A Nosocomial Infection
Ventilator-Associated Pneumonia is a common nosocomial infection in the ICU accounting for 13% to 18% of all nosocomial infections. Critically ill patients supported by mechanical ventilation are especially vulnerable to ventilator-associated pneumonia, leading to increased mortality and morbidity and prolonged hospital stay. VAP is often caused by Pseudomonas aeruginosa,Klebsiella pneumoniae, Serratia marcescens, Enterobacter, Citrobacter,Acinetobacter and Stenotrophomonas species.
Mechanical Ventilation and Pneumonia
The endotracheal tube serves as a route for inoculation of the bacteria such as P. aeruginosa. The symptoms include fever, hypoxia and purulent sputum. Because of intubations, bacteria have direct access to the lower airways and the endotracheal tube bypasses normal filtration mechanisms and the epiglottis.
Intubation affects and alters the natural host mechanisms by reducing the cough effort, interfering the mucociliary clearance, and damaging the epithelial layer exposing the basement membrane allowing bacterial colonization. Intubation also results in increased mucus production to trap bacteria, which results in accumulation of mucus in the respiratory tract.
Infection may be even due to improper hand washing, not changing the gloves from patient to patient, and contamination of respiratory devices like nebulizers, spirometers, oxygen sensors, bag-valve mask devices, and suction catheters (Shelby Hixson, 1998).
An inception cohort study to identify factors associated with the development of ventilator-associated pneumonia (VAP) and to examine the incidence of VAP in different intensive care unit (ICU) populations has identified four factors that influence the occurrence of VAP namely, an organ system failure, patient age, antibiotic administration and supine head positioning during the first 24 hours of mechanical ventilation (Kollef, 1993).
Epidemiology
A retrospective case-control analysis using quantitative bronchoscopic cultures collected from 62 intubated patients has shown Streptococci and Hemophilus as common pathogens. Gram-negative rods have also been isolated more frequently after lengthier intubation (Bert et.al, 1996).
AAVentilator-associated pneumonia (VAP) caused by Pseudomonas aeruginosa has been found to be associated with higher case fatality rates than VAP caused by other bacterial etiologies (Crouch et.al, 1996). Dore et.al (1996), have investigated the role of anaerobic bacteria in ventilator-associated pneumonia (VAP) in patients with a first episode of bacteriologically documented VAP using protected specimen brushes (PSB). Prevotella melaninogenica, Fusobacterium nucleatum and Veillonella parvula were the major anaerobic strains isolated. The study has shown that VAP due to anaerobes occurred more often in orotracheally-intubated patients than in nasotracheally-intubated patients.
Diagnosis
An increase in WBC count, chest radiograph infiltrates and purulent secretions serve as presumptive evidences of the disease. A study to assess the accuracy of clinical parameters for the diagnosis of ventilator-associated (VA) pneumonia and the diagnostic value of several invasive techniques has shown that the presence of fever, purulent secretions and chest radiograph infiltrates do not effectively always indicate presence or absence of pneumonia (Torres et.al, 1994). Hence, Clinical diagnosis is based on laboratory diagnosis by bacterial culture methods.

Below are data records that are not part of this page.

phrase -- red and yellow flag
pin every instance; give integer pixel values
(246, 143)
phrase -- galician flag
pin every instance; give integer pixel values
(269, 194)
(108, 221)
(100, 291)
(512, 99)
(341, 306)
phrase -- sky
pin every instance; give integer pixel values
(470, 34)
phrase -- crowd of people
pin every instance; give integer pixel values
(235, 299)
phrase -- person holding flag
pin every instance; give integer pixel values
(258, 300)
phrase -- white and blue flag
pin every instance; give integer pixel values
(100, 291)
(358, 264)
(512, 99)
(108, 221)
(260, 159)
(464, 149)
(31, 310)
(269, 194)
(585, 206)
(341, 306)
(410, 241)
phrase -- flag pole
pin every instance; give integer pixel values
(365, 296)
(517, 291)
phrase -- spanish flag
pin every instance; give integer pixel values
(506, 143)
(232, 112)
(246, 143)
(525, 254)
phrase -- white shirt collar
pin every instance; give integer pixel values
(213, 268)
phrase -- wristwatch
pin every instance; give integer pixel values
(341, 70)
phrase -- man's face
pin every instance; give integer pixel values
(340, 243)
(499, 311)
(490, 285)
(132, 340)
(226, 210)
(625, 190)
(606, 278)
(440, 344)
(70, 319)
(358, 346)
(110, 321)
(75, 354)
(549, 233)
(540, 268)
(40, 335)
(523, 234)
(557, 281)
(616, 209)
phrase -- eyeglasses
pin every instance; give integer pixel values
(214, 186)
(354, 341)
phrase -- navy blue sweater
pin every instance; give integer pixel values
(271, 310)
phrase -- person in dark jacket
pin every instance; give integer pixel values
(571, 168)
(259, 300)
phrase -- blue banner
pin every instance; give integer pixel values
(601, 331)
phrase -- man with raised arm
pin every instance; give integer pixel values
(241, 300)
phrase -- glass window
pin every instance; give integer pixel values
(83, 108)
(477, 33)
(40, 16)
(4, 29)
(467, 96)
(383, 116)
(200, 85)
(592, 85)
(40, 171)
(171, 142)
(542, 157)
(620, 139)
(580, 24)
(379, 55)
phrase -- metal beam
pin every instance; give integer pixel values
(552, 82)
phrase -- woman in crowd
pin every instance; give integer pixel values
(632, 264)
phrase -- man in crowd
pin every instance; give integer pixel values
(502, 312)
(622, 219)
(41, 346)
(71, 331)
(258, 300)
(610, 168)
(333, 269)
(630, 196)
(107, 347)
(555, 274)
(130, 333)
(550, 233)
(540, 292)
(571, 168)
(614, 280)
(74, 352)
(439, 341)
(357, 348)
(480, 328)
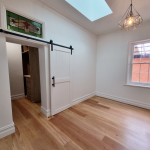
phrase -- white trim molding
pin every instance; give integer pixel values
(7, 130)
(18, 96)
(83, 98)
(46, 112)
(124, 100)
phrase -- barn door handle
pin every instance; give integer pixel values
(53, 81)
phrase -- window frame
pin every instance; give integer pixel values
(130, 64)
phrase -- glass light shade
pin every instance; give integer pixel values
(131, 20)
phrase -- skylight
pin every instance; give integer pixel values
(92, 9)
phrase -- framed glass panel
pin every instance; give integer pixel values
(135, 77)
(144, 77)
(23, 25)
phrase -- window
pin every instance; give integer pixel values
(139, 64)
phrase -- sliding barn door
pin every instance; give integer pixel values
(60, 79)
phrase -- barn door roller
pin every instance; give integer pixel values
(51, 42)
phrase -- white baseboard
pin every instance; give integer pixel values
(7, 130)
(81, 99)
(18, 96)
(124, 100)
(46, 112)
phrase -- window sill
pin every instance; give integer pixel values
(141, 86)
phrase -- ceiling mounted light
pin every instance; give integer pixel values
(131, 19)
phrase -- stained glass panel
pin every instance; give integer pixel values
(23, 25)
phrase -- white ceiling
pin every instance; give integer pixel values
(105, 24)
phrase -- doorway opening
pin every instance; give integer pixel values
(34, 58)
(24, 73)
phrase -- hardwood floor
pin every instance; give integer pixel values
(95, 124)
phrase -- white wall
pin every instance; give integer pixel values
(112, 51)
(65, 32)
(15, 69)
(6, 122)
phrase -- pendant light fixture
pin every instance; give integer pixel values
(131, 19)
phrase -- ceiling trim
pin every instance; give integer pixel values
(53, 9)
(116, 30)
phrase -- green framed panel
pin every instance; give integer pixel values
(23, 25)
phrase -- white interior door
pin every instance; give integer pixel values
(60, 79)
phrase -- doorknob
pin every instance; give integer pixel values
(53, 81)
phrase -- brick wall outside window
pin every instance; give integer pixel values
(140, 71)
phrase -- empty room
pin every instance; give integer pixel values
(75, 75)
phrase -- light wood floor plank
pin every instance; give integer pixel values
(95, 124)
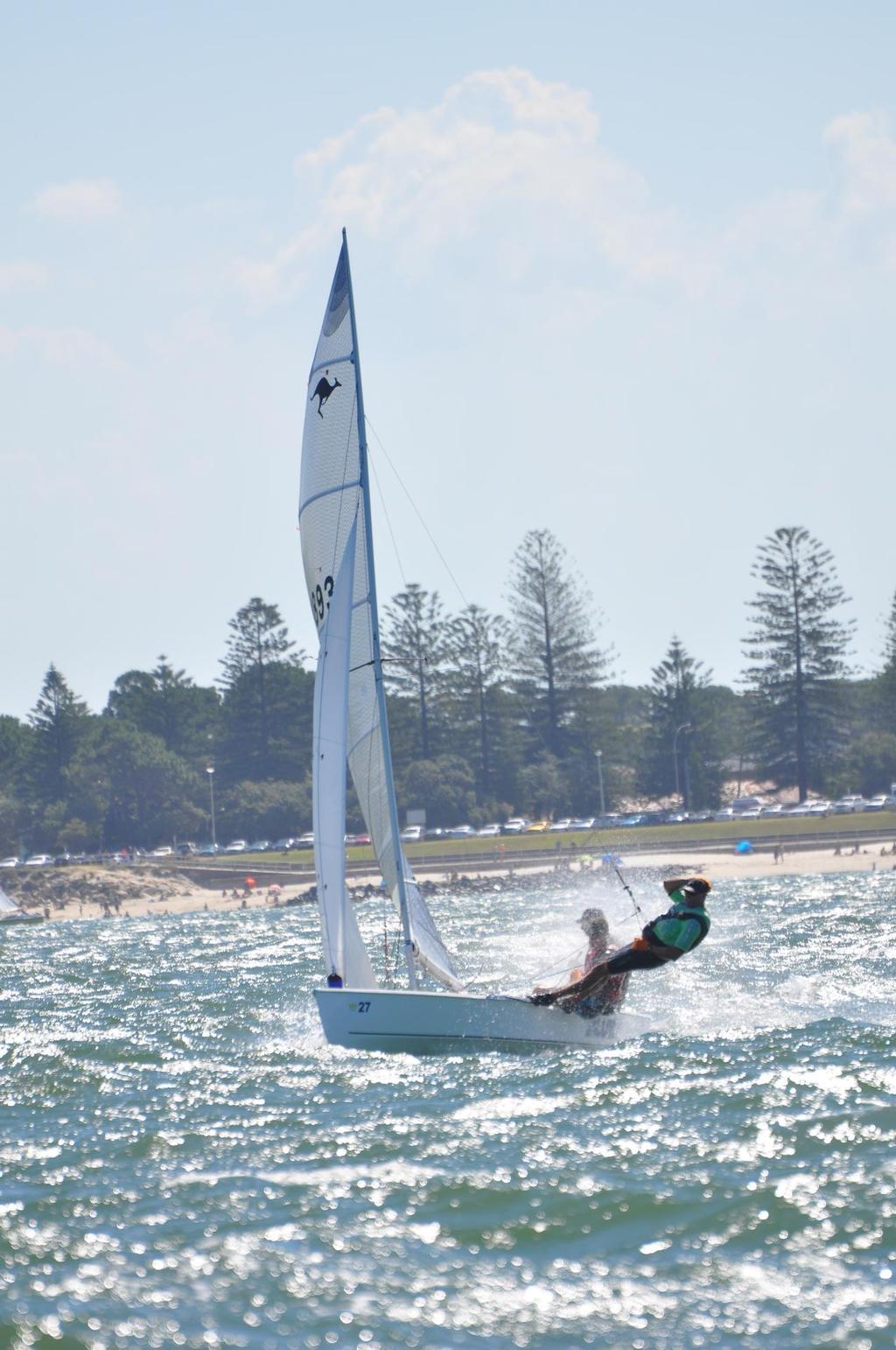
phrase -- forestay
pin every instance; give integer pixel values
(333, 521)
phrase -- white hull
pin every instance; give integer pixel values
(416, 1023)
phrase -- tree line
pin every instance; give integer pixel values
(490, 716)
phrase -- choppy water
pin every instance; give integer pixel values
(184, 1163)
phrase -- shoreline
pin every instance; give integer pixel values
(108, 896)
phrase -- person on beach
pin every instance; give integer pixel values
(664, 939)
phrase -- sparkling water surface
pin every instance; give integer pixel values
(186, 1163)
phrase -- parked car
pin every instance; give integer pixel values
(851, 802)
(741, 805)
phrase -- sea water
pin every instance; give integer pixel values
(186, 1163)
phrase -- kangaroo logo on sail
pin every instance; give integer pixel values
(323, 391)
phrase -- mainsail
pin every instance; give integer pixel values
(336, 551)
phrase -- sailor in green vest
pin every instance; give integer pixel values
(662, 940)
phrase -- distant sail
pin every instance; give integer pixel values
(331, 515)
(10, 911)
(346, 952)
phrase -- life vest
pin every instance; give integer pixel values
(683, 913)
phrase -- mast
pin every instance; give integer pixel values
(374, 615)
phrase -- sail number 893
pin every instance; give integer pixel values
(320, 598)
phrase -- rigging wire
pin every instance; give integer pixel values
(417, 512)
(382, 503)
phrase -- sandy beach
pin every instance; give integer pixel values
(94, 893)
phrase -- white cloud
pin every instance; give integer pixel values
(82, 200)
(72, 348)
(502, 151)
(22, 276)
(868, 157)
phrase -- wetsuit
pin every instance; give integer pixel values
(610, 994)
(683, 926)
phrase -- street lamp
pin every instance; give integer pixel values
(211, 789)
(684, 727)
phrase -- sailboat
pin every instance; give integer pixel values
(10, 911)
(351, 730)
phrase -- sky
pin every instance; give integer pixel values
(625, 271)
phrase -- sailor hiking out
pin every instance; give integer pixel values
(664, 939)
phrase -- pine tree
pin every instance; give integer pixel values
(259, 685)
(413, 654)
(554, 645)
(475, 694)
(168, 704)
(886, 679)
(798, 647)
(60, 720)
(681, 754)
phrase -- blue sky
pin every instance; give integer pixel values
(622, 271)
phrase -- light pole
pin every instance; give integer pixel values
(684, 727)
(211, 790)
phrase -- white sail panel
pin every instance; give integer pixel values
(331, 507)
(7, 906)
(343, 946)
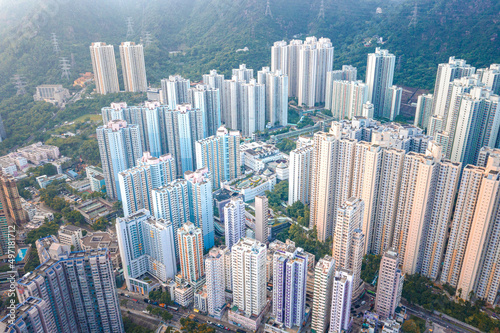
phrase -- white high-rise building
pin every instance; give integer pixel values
(137, 183)
(289, 286)
(477, 125)
(214, 80)
(201, 210)
(491, 77)
(208, 101)
(119, 147)
(243, 73)
(393, 102)
(468, 196)
(248, 259)
(175, 91)
(253, 108)
(221, 155)
(234, 221)
(171, 203)
(346, 99)
(447, 73)
(293, 65)
(390, 284)
(349, 218)
(424, 111)
(183, 127)
(340, 319)
(379, 76)
(133, 67)
(215, 281)
(261, 219)
(276, 85)
(104, 67)
(300, 168)
(146, 246)
(324, 274)
(445, 190)
(479, 273)
(190, 242)
(279, 57)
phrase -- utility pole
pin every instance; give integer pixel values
(65, 67)
(321, 14)
(55, 44)
(268, 10)
(130, 27)
(20, 84)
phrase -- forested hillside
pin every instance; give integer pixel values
(208, 33)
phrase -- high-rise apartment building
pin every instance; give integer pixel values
(201, 211)
(104, 67)
(279, 57)
(340, 318)
(424, 111)
(243, 73)
(80, 291)
(221, 155)
(393, 102)
(183, 126)
(248, 261)
(346, 99)
(171, 203)
(379, 76)
(479, 274)
(215, 281)
(137, 183)
(146, 246)
(11, 200)
(490, 77)
(252, 98)
(234, 221)
(447, 73)
(276, 85)
(133, 67)
(390, 284)
(175, 90)
(208, 101)
(119, 147)
(324, 273)
(214, 80)
(34, 314)
(349, 218)
(261, 219)
(289, 286)
(300, 168)
(190, 240)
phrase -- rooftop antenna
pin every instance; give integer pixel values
(20, 84)
(413, 20)
(65, 67)
(130, 27)
(55, 44)
(147, 39)
(268, 10)
(321, 14)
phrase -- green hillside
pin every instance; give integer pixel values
(208, 33)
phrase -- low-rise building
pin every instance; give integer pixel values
(71, 236)
(52, 93)
(95, 175)
(100, 240)
(44, 180)
(95, 208)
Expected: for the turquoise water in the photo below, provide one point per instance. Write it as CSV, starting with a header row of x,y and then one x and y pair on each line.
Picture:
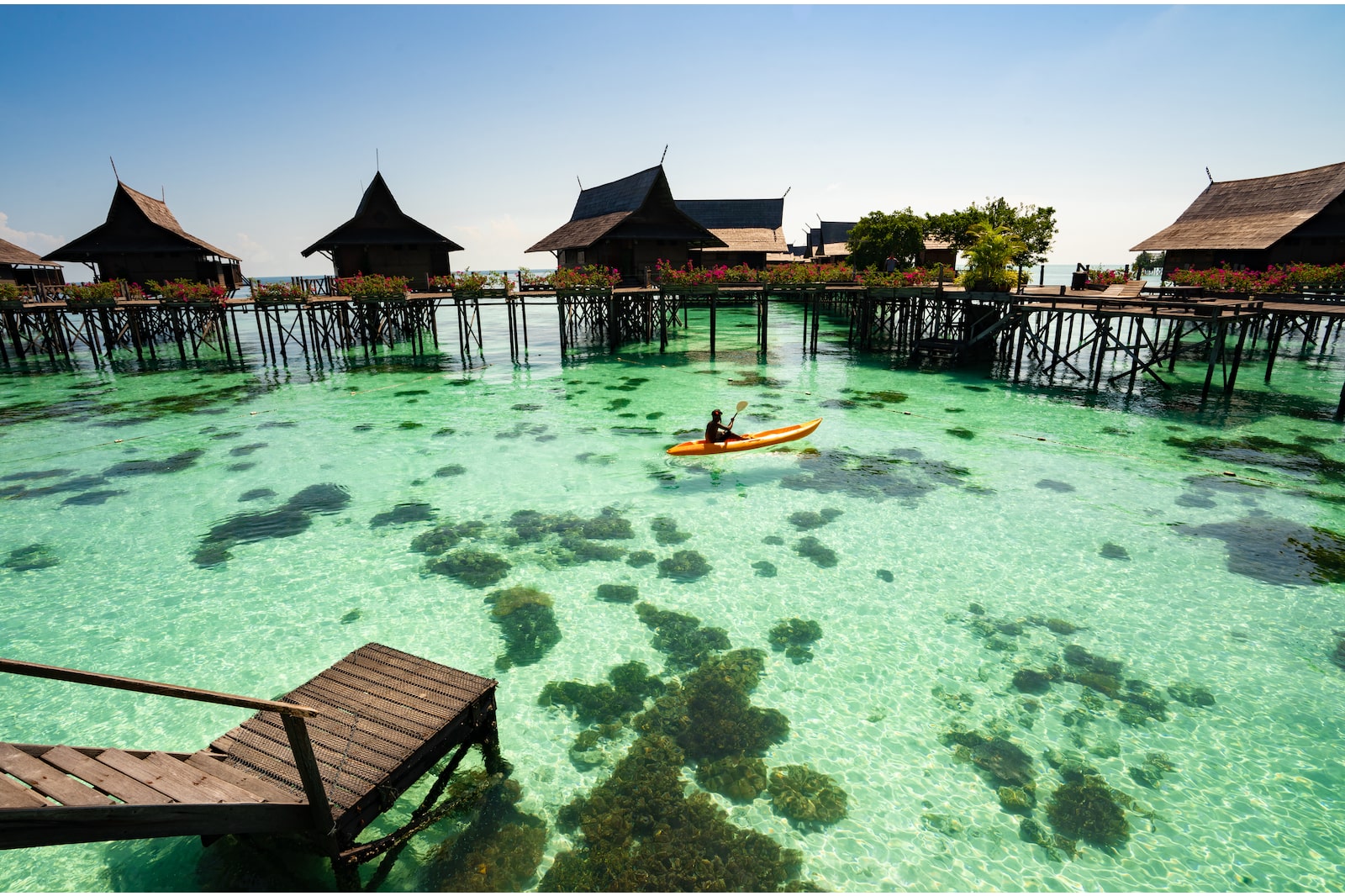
x,y
970,513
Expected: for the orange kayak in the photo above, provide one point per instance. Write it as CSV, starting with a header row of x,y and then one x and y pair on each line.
x,y
748,441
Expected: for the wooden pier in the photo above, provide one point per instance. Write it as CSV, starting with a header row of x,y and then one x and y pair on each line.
x,y
1049,334
322,762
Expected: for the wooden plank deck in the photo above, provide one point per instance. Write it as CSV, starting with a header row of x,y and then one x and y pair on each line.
x,y
387,719
383,720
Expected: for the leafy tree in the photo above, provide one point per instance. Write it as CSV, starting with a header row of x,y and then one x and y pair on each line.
x,y
878,233
995,246
1035,228
1145,261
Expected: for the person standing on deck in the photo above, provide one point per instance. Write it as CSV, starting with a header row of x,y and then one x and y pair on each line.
x,y
716,430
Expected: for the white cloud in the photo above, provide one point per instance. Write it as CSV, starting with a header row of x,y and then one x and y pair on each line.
x,y
30,240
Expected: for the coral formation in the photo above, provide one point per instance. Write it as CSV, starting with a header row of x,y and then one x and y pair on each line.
x,y
739,777
641,833
604,703
1019,799
509,599
712,714
794,636
607,525
1032,681
498,851
681,636
1277,551
404,513
804,795
615,593
639,559
685,566
471,567
1089,810
817,552
289,519
666,533
804,519
1190,693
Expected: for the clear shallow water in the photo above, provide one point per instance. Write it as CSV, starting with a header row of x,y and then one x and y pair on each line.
x,y
968,492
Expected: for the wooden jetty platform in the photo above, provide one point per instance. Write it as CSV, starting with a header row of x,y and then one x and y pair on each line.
x,y
1048,333
320,762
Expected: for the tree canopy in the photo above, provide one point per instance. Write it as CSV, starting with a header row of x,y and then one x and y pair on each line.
x,y
1033,226
878,233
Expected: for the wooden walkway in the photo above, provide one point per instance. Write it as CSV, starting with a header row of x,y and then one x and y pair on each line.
x,y
324,761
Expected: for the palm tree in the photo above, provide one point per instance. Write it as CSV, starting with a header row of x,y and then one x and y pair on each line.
x,y
990,255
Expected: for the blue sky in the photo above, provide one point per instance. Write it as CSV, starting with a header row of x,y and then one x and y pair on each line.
x,y
260,124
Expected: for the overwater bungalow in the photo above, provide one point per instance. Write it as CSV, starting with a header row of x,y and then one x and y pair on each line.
x,y
382,239
1259,222
630,225
827,241
26,268
752,230
141,241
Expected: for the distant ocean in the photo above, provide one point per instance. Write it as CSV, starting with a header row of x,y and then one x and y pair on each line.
x,y
1044,275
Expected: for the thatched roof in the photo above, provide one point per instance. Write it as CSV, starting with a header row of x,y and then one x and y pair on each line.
x,y
380,221
13,255
744,225
638,208
1250,214
134,224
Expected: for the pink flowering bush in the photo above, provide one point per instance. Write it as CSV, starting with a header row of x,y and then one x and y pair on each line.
x,y
899,279
587,276
1274,279
279,293
470,282
372,287
1107,277
104,289
186,291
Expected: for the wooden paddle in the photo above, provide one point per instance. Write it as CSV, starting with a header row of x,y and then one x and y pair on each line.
x,y
741,408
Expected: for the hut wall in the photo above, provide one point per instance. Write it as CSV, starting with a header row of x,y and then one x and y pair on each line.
x,y
412,261
755,260
29,276
167,266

A prospective postmortem study to assess the diagnostic accuracy of bronchoscopic techniques and nonbronchoscopic techniques like Bronchoalveolar lavage [BAL] , Protected specimen brush [PSB],Blind bronchial sampling [BBS] and mini-BAL in the diagnosis of ventilator-associated pneumonia (VAP) has shown that the sensitivity of BBS was significantly higher than that of PSB (Papazian et.al.1995).
Conclusions
Initial empiric therapy is done with broad-spectrum antibiotics. An antibiotic sensitivity test gives the right drug. Proper hand washing, use of fresh gloves when suctioning patients orally or through the endotracheal tube helps in reducing infections. Nasal care and proper cleansing of the nasopharynx reduces bacterial infection.
For patients who have an nasogastric or nasoenteric tube, the endotracheal tube is placed nasally. Since the tubes remain for prolonged periods, secretions accumulate and crust in the nares. Thus, routine cleansing of the nose and suctioning nasopharyngeal secretions should be done and evaluated. Stagnated mucus in the lower airways serves as an excellent medium for bacterial growth, when the pathogens reach the lower airways. Periodic turning and positioning of the patient assists in disintegration of these secretions.
Use of beds that provide vibration or rotation to prevent VAP is also recommended. Suction of patients is done only during auscultation of adventitious lung sounds or other assessments. This suction mandate reduces trauma to the airways.
Stagnant mucus aided by a lack of a cough reflex aids infection and hence suctioning and interventions that facilitate effective coughing are to be done periodically.